RABINDRANATH TAGORE (1961,Documentary) - by Satyajit Ray

2017-06-02 16

Rabindranath Tagore[a] FRAS (Listeni/rəˈbindrəˈnɑːt ˈtɑːɡɔːr/; Bengali: [robind̪ro nat̪ʰ ʈʰakur]), also written Ravīndranātha Thākura[2] (7 May 1861 – 7 August 1941),[b] sobriquet Gurudev,[c] was a Bengali polymath[4][5] who reshaped Bengali literature and music, as well as Indian art with Contextual Modernism in the late 19th and early 20th centuries. Author of Gitanjali and its "profoundly sensitive, fresh and beautiful verse",[6] he became the first non-European to win the Nobel Prize in Literature in 1913.[7] Sometimes referred to as "the Bard of Bengal",[8] Tagore's poetic songs were viewed as spiritual and mercurial; however, his "elegant prose and magical poetry" remain largely unknown outside Bengal.[9]
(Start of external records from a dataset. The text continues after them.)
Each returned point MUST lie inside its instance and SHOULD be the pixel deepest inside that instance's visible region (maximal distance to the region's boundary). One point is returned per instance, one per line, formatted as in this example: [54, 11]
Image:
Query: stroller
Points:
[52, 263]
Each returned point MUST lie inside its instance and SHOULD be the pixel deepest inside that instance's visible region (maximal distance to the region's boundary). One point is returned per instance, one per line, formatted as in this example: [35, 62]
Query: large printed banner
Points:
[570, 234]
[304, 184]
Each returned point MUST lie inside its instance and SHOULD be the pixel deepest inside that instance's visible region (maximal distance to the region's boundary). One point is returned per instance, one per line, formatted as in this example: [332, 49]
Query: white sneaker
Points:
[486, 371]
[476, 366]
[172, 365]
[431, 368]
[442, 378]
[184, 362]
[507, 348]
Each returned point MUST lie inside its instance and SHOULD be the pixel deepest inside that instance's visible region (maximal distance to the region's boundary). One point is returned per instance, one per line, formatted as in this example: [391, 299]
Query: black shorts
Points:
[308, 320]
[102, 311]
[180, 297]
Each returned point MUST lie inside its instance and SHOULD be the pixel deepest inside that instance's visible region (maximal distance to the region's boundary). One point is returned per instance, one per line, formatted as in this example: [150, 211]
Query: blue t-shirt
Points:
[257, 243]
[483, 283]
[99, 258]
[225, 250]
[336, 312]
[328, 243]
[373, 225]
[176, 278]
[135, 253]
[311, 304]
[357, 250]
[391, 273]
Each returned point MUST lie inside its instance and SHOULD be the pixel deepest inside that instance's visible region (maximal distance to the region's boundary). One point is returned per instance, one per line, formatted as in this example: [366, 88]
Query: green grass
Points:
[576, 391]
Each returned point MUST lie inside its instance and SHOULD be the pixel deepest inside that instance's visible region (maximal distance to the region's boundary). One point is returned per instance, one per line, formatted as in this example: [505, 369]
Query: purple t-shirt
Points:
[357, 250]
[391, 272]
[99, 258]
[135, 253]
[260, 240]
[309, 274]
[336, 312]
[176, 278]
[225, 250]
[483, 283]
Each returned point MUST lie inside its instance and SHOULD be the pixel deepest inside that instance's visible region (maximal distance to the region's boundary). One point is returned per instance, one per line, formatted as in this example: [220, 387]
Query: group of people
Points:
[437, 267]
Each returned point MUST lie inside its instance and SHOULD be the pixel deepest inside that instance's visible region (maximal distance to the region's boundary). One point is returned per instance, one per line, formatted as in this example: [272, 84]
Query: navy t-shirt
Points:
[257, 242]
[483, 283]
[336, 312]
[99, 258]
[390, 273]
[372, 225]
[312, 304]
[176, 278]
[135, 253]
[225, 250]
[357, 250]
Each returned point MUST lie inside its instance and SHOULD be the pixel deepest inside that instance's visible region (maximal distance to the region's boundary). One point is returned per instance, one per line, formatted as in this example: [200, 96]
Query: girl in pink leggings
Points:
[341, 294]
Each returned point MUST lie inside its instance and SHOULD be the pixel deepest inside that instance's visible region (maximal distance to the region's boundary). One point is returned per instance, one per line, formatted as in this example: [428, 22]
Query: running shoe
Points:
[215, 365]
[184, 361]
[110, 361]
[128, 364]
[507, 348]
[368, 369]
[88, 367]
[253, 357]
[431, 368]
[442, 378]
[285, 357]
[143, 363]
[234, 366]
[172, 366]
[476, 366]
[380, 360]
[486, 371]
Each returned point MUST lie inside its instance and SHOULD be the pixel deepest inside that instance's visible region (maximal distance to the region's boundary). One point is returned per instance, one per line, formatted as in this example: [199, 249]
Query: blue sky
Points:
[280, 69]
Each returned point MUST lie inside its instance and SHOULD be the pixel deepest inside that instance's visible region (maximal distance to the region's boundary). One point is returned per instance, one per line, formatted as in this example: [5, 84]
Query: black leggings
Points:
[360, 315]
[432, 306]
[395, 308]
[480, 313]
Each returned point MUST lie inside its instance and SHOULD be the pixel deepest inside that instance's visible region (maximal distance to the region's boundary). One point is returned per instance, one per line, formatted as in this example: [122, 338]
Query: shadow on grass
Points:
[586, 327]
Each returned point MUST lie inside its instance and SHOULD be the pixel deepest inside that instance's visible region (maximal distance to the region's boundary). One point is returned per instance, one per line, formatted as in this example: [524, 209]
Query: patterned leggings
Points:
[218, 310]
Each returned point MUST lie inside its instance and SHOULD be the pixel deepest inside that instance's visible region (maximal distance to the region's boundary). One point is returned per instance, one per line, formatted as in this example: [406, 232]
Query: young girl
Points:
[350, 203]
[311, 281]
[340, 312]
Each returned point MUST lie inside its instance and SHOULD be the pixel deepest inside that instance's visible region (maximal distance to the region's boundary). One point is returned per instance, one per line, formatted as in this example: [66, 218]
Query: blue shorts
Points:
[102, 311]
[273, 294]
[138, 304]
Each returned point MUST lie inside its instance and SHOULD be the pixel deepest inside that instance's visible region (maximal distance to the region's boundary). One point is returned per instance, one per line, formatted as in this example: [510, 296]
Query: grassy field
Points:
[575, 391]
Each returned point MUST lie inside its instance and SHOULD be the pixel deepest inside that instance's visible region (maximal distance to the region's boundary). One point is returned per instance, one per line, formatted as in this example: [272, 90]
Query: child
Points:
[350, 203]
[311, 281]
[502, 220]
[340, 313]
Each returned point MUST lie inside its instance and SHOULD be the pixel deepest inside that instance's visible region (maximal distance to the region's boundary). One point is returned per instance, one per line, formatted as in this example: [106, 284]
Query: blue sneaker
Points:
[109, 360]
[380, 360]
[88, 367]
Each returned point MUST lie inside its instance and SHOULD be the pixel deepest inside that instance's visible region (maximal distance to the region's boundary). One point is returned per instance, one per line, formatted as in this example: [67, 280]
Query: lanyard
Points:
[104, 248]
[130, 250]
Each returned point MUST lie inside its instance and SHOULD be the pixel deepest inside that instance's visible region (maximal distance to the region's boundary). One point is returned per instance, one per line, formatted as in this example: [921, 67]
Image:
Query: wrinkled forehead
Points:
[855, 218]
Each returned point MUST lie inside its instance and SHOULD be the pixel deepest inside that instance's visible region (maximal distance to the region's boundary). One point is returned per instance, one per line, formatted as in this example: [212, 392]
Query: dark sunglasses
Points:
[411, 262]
A Pirali Brahmin from Calcutta with ancestral gentry roots in Jessore, Tagore wrote poetry as an eight-year-old.[10] At the age of sixteen, he released his first substantial poems under the pseudonym Bhānusiṃha ("Sun Lion"), which were seized upon by literary authorities as long-lost classics.[11][12] By 1877 he graduated to his first short stories and dramas, published under his real name. As a humanist, universalist internationalist, and ardent anti-nationalist,[13] he denounced the British Raj and advocated independence from Britain. As an exponent of the Bengal Renaissance, he advanced a vast canon that comprised paintings, sketches and doodles, hundreds of texts, and some two thousand songs; his legacy endures also in the institution he founded, Visva-Bharati University.[14][15][16][17][18]
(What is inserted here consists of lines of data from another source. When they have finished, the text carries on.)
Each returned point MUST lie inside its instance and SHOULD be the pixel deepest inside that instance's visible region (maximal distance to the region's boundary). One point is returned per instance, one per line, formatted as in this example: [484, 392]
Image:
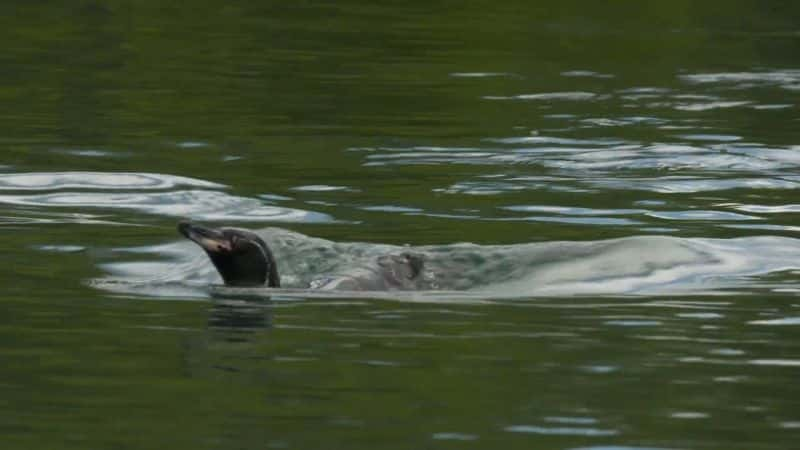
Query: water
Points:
[605, 198]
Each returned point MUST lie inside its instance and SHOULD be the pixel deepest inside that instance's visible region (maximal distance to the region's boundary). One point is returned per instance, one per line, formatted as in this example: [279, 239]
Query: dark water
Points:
[605, 195]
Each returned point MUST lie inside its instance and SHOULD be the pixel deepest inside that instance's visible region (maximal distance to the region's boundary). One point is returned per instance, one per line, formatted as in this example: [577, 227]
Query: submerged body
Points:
[244, 259]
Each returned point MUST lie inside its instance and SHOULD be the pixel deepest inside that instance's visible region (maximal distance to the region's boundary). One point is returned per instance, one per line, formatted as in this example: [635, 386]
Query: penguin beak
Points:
[211, 240]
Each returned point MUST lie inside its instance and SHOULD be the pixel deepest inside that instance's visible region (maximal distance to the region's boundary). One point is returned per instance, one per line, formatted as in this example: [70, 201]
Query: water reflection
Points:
[643, 265]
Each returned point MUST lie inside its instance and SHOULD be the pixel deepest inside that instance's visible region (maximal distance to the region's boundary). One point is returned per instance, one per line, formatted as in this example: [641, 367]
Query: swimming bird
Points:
[240, 256]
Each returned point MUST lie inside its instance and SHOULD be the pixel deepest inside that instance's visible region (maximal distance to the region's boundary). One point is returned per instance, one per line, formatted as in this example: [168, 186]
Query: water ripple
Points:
[198, 204]
[42, 181]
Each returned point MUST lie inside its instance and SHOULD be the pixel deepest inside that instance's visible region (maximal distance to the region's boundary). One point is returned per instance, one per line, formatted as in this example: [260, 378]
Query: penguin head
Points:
[240, 256]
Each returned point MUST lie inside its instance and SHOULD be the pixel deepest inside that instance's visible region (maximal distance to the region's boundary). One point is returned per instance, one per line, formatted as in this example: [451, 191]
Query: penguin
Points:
[240, 256]
[243, 259]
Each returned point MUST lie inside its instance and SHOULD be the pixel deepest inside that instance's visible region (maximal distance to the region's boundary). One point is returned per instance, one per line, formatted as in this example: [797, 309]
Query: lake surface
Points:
[606, 197]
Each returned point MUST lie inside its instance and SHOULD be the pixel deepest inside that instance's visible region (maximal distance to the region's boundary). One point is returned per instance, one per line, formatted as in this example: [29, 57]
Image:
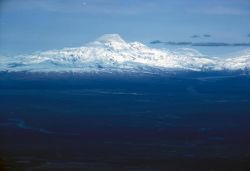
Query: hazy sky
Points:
[33, 25]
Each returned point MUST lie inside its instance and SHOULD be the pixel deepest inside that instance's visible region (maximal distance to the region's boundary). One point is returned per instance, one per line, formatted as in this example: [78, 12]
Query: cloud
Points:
[211, 44]
[195, 36]
[80, 6]
[207, 35]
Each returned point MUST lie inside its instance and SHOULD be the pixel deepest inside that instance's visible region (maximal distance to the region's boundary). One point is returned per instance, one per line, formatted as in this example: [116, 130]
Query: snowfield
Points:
[111, 53]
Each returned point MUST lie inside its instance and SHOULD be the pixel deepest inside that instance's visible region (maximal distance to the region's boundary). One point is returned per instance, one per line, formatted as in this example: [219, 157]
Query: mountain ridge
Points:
[110, 53]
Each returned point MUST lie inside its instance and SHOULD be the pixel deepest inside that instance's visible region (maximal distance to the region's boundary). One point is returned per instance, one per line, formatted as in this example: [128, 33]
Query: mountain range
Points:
[110, 53]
Tagore modernised Bengali art by spurning rigid classical forms and resisting linguistic strictures. His novels, stories, songs, dance-dramas, and essays spoke to topics political and personal. Gitanjali (Song Offerings), Gora (Fair-Faced) and Ghare-Baire (The Home and the World) are his best-known works, and his verse, short stories, and novels were acclaimed—or panned—for their lyricism, colloquialism, naturalism, and unnatural contemplation. His compositions were chosen by two nations as national anthems: India's Jana Gana Mana and Bangladesh's Amar Shonar Bangla. The Sri Lankan national anthem was inspired by his work.[19][20][21]